= Gh (digraph) =

Latin-script digraph

Latin Gh digraph.

Gh is a digraph found in many languages.

==In Latin-based orthographies==
===Germanic languages===
==== English ====
In English, gh historically represented /[x]/ (the voiceless velar fricative, as in the Scottish Gaelic word loch), and still does in lough and certain other Hiberno-English words, especially proper nouns. In the dominant dialects of modern English, gh is almost always either silent or pronounced //f// (see Ough). It is thought that before disappearing, the sound became partially or completely voiced to /[ɣx]/ or /[ɣ]/, which would explain the new spelling — Old English used a simple h — and the diphthongization of any preceding vowel.

Alexander John Ellis reported it being pronounced as /[x]/ on the Yorkshire-Lancashire border and close to the Scottish border in the late nineteenth century.

It is also occasionally pronounced /[ə]/, such as in Edinburgh as well as /[θ]/ in Keighley.

When gh occurs at the beginning of a word in English, it is pronounced //ɡ// as in "ghost", "ghastly", "ghoul", "ghetto", "ghee" etc. In this context, it does not derive from a former //x//.
In names of some countries, it is pronounced /g/ as "Afghanistan"

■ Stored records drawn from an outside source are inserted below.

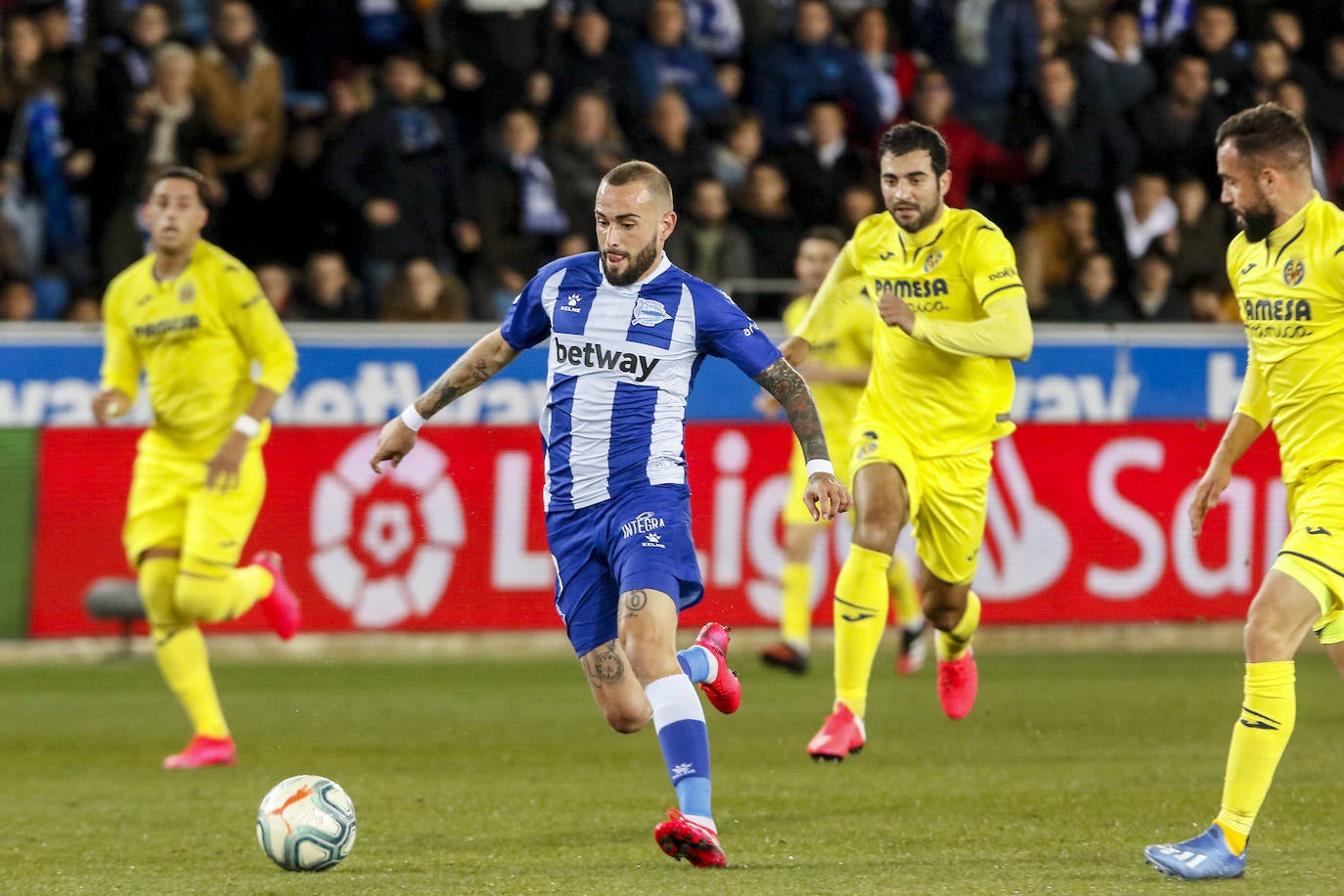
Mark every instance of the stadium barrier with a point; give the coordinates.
(1086, 524)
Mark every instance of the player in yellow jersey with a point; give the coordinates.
(836, 370)
(955, 312)
(194, 320)
(1286, 269)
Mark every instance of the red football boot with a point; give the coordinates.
(680, 838)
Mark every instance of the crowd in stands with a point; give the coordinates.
(417, 160)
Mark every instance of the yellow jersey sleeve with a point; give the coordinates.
(259, 334)
(1290, 293)
(121, 360)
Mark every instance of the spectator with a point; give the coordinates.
(1153, 291)
(1176, 128)
(1053, 246)
(165, 126)
(1290, 94)
(1089, 151)
(42, 169)
(330, 291)
(586, 143)
(83, 308)
(977, 160)
(519, 211)
(714, 27)
(665, 61)
(811, 65)
(672, 144)
(822, 166)
(1211, 302)
(1197, 245)
(708, 246)
(126, 64)
(1116, 61)
(240, 89)
(740, 146)
(989, 51)
(890, 67)
(1146, 211)
(762, 211)
(18, 301)
(1093, 297)
(499, 55)
(1213, 35)
(277, 285)
(589, 64)
(420, 293)
(398, 171)
(856, 203)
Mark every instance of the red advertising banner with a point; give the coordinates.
(1086, 524)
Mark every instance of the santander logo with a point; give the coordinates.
(383, 546)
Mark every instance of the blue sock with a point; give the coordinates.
(695, 662)
(679, 719)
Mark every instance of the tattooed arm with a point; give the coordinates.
(482, 360)
(824, 496)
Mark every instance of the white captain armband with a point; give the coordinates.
(248, 426)
(412, 418)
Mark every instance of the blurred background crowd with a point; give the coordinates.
(417, 160)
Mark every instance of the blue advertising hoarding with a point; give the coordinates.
(360, 374)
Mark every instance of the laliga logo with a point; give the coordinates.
(1027, 546)
(384, 544)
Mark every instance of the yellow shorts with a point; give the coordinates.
(948, 497)
(169, 507)
(1314, 551)
(794, 511)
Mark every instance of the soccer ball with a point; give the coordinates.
(306, 823)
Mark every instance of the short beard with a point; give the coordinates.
(923, 220)
(637, 266)
(1257, 225)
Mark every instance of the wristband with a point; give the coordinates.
(248, 426)
(412, 418)
(820, 465)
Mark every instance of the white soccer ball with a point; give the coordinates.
(306, 823)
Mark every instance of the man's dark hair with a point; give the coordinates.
(1268, 135)
(182, 172)
(913, 137)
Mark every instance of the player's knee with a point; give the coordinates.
(201, 598)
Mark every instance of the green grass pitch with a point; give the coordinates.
(482, 776)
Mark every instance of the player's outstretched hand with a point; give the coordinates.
(392, 443)
(1206, 495)
(109, 403)
(826, 496)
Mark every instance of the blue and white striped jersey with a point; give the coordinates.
(621, 364)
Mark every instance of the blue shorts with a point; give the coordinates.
(637, 540)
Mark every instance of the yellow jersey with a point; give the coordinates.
(843, 341)
(948, 387)
(1290, 291)
(195, 337)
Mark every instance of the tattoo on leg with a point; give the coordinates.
(605, 666)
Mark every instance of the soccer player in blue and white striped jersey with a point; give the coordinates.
(626, 332)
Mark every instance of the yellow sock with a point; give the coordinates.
(179, 648)
(861, 617)
(1260, 735)
(953, 645)
(205, 597)
(796, 606)
(905, 593)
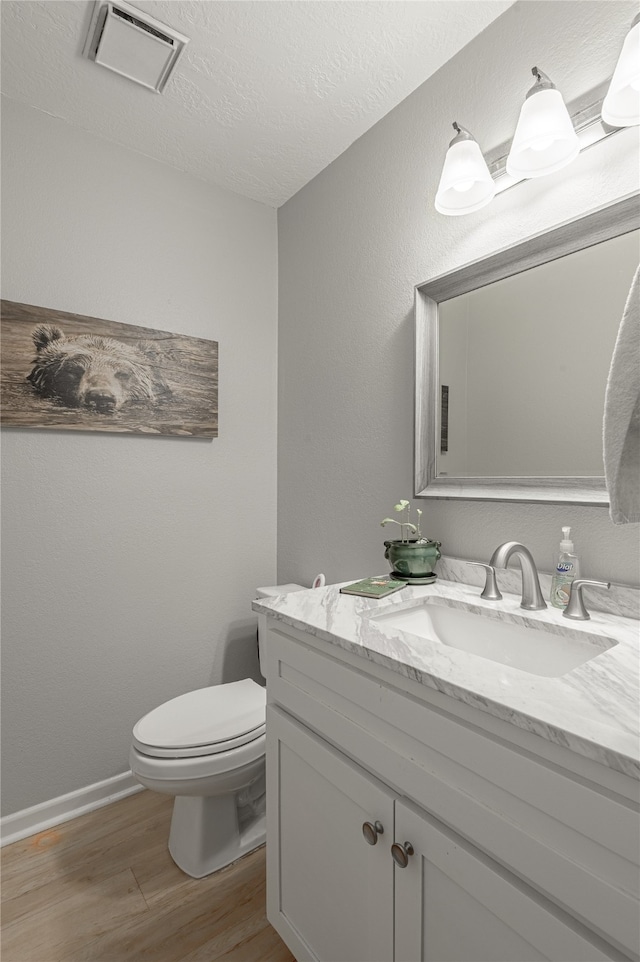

American Literary Braille has a dedicated cell pattern for the digraph gh (dots 126, ⠣).

==== Middle Dutch ====
In Middle Dutch, gh was often used to represent //ɣ// (the voiced velar fricative) before e, i, and y. This usage survives in place names such as Ghent.

The spelling of English word ghost with a gh (from Middle English gost) was likely influenced by the Middle Dutch spelling gheest (Modern Dutch geest).

=== Latin languages ===
In Italian and Romanian, gh represents //ɡ// (the voiced velar plosive) before e and i. In Galician, it is often used to represent the pronunciation of gheada.

=== Irish ===
In Irish, gh represents //ɣ// (the voiced velar fricative) and //j// (the voiced palatal approximant). Word-initially it represents the lenition of g, for example mo ghiall /ga/ 'my jaw' (compare giall /ga/ 'jaw').

=== Igbo ===
In Igbo, the ⟨gh⟩ digraph is used in words like agha (war) and is pronounced /ɣ/.

===Juǀʼhoan===
In Juǀʼhoan, it's used for the prevoiced aspirated velar plosive //ɡ͡kʰ//.

===Malay===
In the Malay and Indonesian alphabet, gh is used to represent the voiced velar fricative (//ɣ//) in Arabic origin words.

===Maltese===
The Maltese language has a related digraph, għ. It is considered a single letter, called għajn (the same word for eye and spring, named for the corresponding Arabic letter ʿayn). It is usually silent, but it is necessary to be included because it changes the pronunciation of neighbouring letters, usually lengthening the succeeding vowels. At the end of a word, when not substituted by an apostrophe, it is pronounced . Its function is thus not unlike modern English gh, except that the English version comes after vowels rather than before like Maltese għ (għajn would be pronounced like aaiyn if spelled in English).

=== Swahili ===
In the Roman Swahili alphabet, gh is used to represent the voiced velar fricative (//ɣ//) in Arabic origin words.

===Tlingit===
In Canadian Tlingit gh represents //q//, which in Alaska is written ǥ.

===Taiwanese===
In Daighi tongiong pingim, gh represents //ɡ// (the voiced velar stop) before a, e, i, o, and u.

===Uyghur===
In Uyghur Latin script, gh represents .

===Vietnamese===
In Vietnamese alphabet, gh represents //ɣ// before e, ê, i.

== In romanization ==
In the romanization of various languages, gh usually represents the voiced velar fricative (//ɣ//). Like kh //x//, gh may also be pharyngealized, as in several Caucasian and Native American languages.
In transcriptions of Indo-Aryan languages such as Sanskrit and Hindi, as well as their ancestor, Proto-Indo-European, gh represents a voiced velar aspirated plosive //ɡʱ// (often referred to as a breathy or murmured voiced velar plosive).

The Ukrainian National transliteration system uses gh to avoid occurrence of another digraph, usually zh which is used for another type of phoneme. Such as the word "pack" (a group of animals) in Ukrainian would be Romanized as zghraia (зграя) rather than zhraia, which could be misconstrued to intend *жрая. The Ukrainian transliteration standard DSTU 9112:2021 (based on ISO 9:1995) uses gh to represent common Ukrainian letter г (the voiced glottal fricative //ɦ//).